That said, Ms. George has a tendency to overplay her reactions, and her performance in many of these scenes gravitate toward the bug-eyed (in an obvious play for the much-coveted BEM Award). Granted, in quieter scenes she makes up for it with a fairly nuanced interpretation of Mary's vulnerabilities. Deke, by contrast, is quiet in his animosities, and Roarke truly nailed the art of the slow burn in this film. As someone who dwells on things (to his detriment, surely), it's interesting that he is the one who stands up for Mary late in the film. While everything is still a game to Larry, Deke realizes the value of Mary's friendship first. Morrow is the soul of "crotchety" (as he almost perpetually was in all his films), but his Franklin is also an outsider among the sheriff's department. He refuses to wear a badge, he lets his hair grow out, and he criticizes his boss and the bureaucracy that he feels stifles his ability to do his job. This makes it sort of odd that Franklin does not appear to identify with the three criminals he's pursuing. One possible explanation would be because he holds himself above everything else. His egotism is up there with the greats, and even though he can see the whole map from the air, it is only from the ground that the chase and its devastating effects can truly be appreciated.
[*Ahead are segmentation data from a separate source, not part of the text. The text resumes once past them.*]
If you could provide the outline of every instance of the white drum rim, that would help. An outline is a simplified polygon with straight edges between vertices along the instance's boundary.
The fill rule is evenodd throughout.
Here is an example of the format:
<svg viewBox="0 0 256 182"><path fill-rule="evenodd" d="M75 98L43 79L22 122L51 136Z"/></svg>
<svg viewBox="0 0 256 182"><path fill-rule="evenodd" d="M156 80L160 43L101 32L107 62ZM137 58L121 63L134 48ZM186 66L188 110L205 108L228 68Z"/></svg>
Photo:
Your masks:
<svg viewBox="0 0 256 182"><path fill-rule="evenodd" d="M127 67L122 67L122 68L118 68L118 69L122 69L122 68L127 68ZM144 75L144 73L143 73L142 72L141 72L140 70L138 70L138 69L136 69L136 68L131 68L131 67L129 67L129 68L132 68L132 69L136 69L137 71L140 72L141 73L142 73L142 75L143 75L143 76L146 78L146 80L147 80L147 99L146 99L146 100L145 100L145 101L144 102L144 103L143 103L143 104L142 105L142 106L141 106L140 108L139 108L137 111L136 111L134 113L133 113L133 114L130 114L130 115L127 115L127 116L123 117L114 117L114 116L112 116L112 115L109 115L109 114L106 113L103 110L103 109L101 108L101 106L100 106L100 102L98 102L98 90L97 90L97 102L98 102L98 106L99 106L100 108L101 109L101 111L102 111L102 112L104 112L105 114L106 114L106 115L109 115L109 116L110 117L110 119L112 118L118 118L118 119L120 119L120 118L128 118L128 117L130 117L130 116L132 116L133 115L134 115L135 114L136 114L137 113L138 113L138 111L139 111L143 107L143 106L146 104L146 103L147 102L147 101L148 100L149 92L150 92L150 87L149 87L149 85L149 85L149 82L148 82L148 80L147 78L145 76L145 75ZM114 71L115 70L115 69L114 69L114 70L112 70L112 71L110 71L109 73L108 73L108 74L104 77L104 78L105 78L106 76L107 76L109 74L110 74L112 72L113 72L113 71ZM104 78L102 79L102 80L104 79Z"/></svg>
MVT: Fonda and George share a real rapport in the film, and even when you feel like slapping them for the petulant children they are, you truly cannot help but be engaged with their criminal pursuits and root for them at the same time.

Make Or Break: Though the first shot of Mary is extremely brief, and she and Larry have already met, they still have a meet-cute at the robbery site that gives the film its overall feel. Make.